A massive fantasy omnibus containing all three novels in the Obsidian and Blood series:
Servant of the Underworld: Year One-Knife, Tenochtitlan – the capital of the Aztecs. The end of the world is kept at bay only by the magic of human sacrifice. A priestess disappears from an empty room drenched in blood. Acatl, high priest, must find her, or break the boundaries between the worlds of the living and the dead.
Harbinger of the Storm: The year is Two House and the Mexica Empire teeters on the brink of destruction, lying vulnerable to the flesh-eating star-demons – and to the return of their creator, a malevolent goddess only held in check by the Protector God’s power. The council is convening to choose a new emperor, but when a councilman is found dead, only Acatl, High Priest of the Dead, can solve the mystery.

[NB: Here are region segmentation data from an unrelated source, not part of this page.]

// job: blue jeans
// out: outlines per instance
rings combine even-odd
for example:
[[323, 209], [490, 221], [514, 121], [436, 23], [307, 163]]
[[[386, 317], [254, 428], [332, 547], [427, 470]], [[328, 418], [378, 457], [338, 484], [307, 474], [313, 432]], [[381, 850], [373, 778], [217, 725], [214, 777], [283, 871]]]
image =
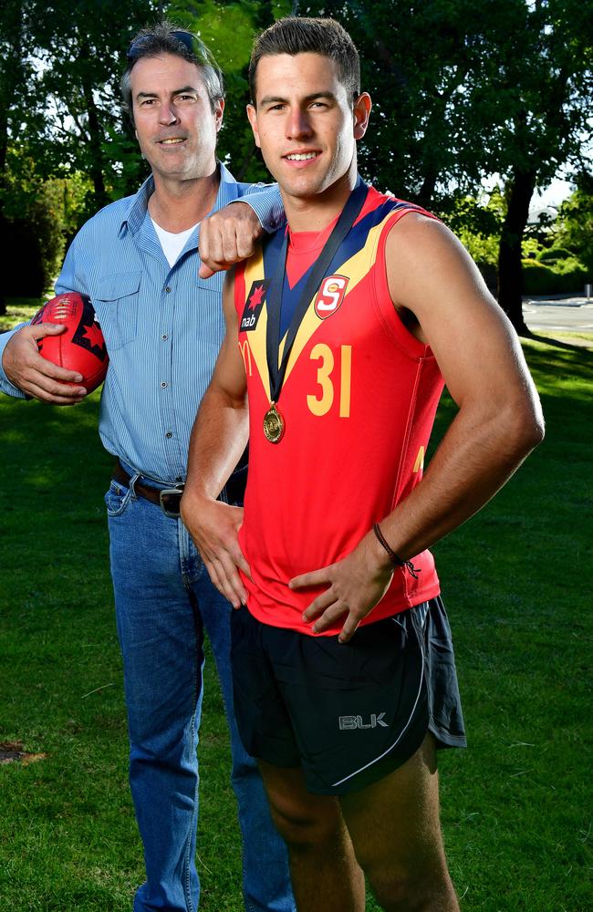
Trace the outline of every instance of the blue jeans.
[[256, 764], [245, 752], [234, 721], [231, 606], [210, 582], [182, 523], [137, 496], [136, 479], [130, 489], [112, 482], [105, 497], [124, 662], [130, 783], [146, 865], [134, 912], [198, 908], [196, 748], [204, 631], [231, 736], [245, 909], [292, 912], [286, 846], [272, 824]]

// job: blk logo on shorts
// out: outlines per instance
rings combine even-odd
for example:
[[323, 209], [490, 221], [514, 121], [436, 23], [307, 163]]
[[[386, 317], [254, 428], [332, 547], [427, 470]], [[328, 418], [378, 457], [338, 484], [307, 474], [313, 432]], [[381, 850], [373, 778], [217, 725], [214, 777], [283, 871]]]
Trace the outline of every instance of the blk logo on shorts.
[[251, 332], [257, 326], [259, 315], [265, 301], [268, 285], [269, 281], [265, 281], [265, 279], [258, 279], [253, 283], [243, 309], [243, 316], [241, 317], [241, 325], [239, 326], [240, 333]]
[[323, 280], [315, 299], [315, 312], [320, 320], [336, 313], [344, 300], [348, 283], [344, 275], [329, 275]]
[[384, 715], [384, 712], [380, 712], [379, 715], [376, 712], [371, 712], [368, 722], [362, 721], [362, 716], [338, 716], [338, 719], [342, 731], [351, 729], [376, 729], [378, 725], [383, 729], [389, 729], [387, 722], [383, 721]]

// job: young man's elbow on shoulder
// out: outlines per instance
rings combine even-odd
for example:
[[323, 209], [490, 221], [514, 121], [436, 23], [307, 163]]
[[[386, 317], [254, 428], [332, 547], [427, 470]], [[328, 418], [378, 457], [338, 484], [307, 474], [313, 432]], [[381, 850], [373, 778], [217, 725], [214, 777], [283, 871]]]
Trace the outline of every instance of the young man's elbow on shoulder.
[[542, 442], [546, 433], [539, 400], [525, 396], [510, 403], [505, 417], [507, 440], [517, 456], [525, 458]]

Master of the House of Darts: The year is Three Rabbit, and the storm is coming… The coronation war for the new Emperor has just ended in a failure, the armies retreating with a mere forty prisoners of war – not near enough sacrifices to ensure the favor of the gods. When one of those prisoners of war dies of a magical illness, Acatl, High Priest for the Dead, is summoned to investigate.

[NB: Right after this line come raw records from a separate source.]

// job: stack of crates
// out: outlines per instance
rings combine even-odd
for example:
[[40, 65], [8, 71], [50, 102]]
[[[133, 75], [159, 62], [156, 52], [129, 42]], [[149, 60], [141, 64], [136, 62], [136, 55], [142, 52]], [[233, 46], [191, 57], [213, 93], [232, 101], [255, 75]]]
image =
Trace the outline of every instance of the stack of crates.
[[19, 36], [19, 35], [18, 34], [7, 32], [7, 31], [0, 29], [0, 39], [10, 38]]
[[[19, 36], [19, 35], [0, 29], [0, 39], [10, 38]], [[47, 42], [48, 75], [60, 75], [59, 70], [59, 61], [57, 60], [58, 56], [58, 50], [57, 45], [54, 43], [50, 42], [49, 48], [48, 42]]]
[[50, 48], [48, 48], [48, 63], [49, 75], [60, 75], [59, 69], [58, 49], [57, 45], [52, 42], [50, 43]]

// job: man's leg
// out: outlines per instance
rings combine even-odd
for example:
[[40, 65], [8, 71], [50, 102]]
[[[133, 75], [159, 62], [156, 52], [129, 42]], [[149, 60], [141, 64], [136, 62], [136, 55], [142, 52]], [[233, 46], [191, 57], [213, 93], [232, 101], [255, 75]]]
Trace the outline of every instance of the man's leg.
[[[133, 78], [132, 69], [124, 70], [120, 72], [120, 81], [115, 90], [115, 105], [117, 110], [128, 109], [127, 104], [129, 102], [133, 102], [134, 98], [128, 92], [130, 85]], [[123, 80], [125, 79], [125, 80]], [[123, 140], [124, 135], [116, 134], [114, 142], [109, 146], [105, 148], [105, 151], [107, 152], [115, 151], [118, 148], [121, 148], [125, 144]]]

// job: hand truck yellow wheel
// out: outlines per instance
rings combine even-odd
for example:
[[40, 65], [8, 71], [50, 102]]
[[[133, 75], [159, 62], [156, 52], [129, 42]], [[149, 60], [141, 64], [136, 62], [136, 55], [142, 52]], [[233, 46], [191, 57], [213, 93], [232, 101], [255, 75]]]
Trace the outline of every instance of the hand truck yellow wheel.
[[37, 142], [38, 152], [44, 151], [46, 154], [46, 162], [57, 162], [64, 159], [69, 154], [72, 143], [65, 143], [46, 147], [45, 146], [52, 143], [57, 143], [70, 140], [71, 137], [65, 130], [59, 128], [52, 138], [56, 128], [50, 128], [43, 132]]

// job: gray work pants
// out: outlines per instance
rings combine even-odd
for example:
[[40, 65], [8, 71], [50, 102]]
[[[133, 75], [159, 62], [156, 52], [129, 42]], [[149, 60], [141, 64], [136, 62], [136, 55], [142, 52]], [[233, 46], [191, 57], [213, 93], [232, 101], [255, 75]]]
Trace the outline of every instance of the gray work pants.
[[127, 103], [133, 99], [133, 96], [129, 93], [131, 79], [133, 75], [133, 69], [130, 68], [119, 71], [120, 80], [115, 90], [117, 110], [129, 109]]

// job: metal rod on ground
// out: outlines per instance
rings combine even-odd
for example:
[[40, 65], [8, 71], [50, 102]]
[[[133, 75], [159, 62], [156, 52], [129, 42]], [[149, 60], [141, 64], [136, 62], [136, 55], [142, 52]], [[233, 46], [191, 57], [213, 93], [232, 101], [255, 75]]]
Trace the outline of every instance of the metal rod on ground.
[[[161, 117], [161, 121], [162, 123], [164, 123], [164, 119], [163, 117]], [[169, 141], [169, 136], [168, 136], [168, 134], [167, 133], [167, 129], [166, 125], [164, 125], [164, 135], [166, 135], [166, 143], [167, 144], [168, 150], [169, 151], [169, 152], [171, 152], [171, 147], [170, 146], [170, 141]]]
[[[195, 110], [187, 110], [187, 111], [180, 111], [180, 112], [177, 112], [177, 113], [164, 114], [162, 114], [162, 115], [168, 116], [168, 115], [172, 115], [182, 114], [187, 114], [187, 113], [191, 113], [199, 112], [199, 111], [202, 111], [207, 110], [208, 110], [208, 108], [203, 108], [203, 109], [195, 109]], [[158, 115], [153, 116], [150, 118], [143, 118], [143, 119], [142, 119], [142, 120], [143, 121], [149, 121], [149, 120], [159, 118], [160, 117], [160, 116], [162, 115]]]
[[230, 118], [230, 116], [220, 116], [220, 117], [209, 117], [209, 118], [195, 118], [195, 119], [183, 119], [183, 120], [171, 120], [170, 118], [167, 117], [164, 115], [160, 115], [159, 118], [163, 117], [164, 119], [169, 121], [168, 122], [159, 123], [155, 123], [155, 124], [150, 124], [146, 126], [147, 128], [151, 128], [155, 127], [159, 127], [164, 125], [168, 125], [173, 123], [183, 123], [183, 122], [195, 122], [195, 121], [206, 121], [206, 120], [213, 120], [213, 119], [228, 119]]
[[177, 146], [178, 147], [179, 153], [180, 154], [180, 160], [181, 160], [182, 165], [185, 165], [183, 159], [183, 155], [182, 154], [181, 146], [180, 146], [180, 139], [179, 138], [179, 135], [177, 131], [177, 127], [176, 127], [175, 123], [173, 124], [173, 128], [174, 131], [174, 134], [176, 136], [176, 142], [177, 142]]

“Blood and Feathers” by Lou Morgan (Solaris Books/artist Simon Parr) – Another beautiful combination of black-white-red for a wonderful visual impact. Not as great as Chuck Wendig’s covers, but a very good one nonetheless.
“What’s the first thing you think of when I say ‘angel’?” asked Mallory.

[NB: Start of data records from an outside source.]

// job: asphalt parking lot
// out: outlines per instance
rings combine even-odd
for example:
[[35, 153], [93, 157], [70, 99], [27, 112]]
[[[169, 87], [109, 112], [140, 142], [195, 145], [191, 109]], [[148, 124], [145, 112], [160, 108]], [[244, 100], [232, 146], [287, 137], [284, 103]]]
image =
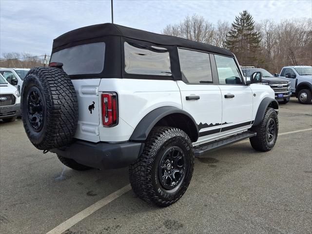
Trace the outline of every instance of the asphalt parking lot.
[[[64, 233], [312, 233], [312, 105], [292, 98], [278, 116], [285, 134], [273, 150], [244, 141], [196, 158], [173, 205], [149, 205], [127, 190]], [[46, 233], [129, 183], [127, 168], [63, 167], [33, 146], [20, 119], [0, 123], [0, 155], [3, 234]]]

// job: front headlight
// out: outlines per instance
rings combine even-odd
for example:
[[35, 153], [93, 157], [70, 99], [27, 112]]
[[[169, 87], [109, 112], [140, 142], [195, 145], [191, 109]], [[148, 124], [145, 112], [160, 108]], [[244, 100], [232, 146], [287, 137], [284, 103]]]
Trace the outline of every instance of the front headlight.
[[18, 96], [18, 98], [19, 98], [20, 96], [20, 92], [19, 92], [18, 90], [17, 90], [16, 91], [15, 91], [15, 95]]

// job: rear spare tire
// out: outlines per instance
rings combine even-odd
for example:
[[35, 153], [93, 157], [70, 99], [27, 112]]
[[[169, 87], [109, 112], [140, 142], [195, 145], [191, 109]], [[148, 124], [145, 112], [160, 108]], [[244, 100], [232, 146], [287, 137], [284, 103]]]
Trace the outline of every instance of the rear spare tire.
[[34, 67], [22, 88], [24, 128], [33, 144], [49, 150], [68, 144], [78, 121], [78, 103], [74, 85], [63, 70]]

Alice shrugged. “I don’t know... guns?”
Alice isn’t having the best of days: she got rained on, missed her bus, was late for work. When two angels arrive, claiming her life so far is a lie, it turns epic, grandscale worse.
The war between the angels and the Fallen is escalating; an age-old balance is tipping, and innocent civilians are getting caught in the cross-fire. the angels must act to restore the balance – or risk the Fallen taking control. Forever. Hunted by the Fallen and guided by Mallory – a disgraced angel with a drinking problem – alice will learn the truth about her own history... and why the angels want to send her to hell. What do the Fallen want from her? How does Mallory know so much about her past? What is it the angels are hiding – and can she trust either side? Caught between the power plays of the angels and lucifer himself, it isn’t just hell’s demons that Alice will have to defeat...
“The Unlikely Pilgrimage of Harold Fry” by Rachel Joyce (Doubleday) – It is not a title that fits to the genres that make my reading bulk, but that doesn’t mean that it should be neglected. Especially when it comes with such a simple, but very efficient cover artwork.
When Harold Fry leaves home one morning to post a letter, with his wife hoovering upstairs, he has no idea that he is about to walk from one end of the country to the other.
He has no hiking boots or map, let alone a compass, waterproof or mobile phone. All he knows is that he must keep walking to save someone else’s life.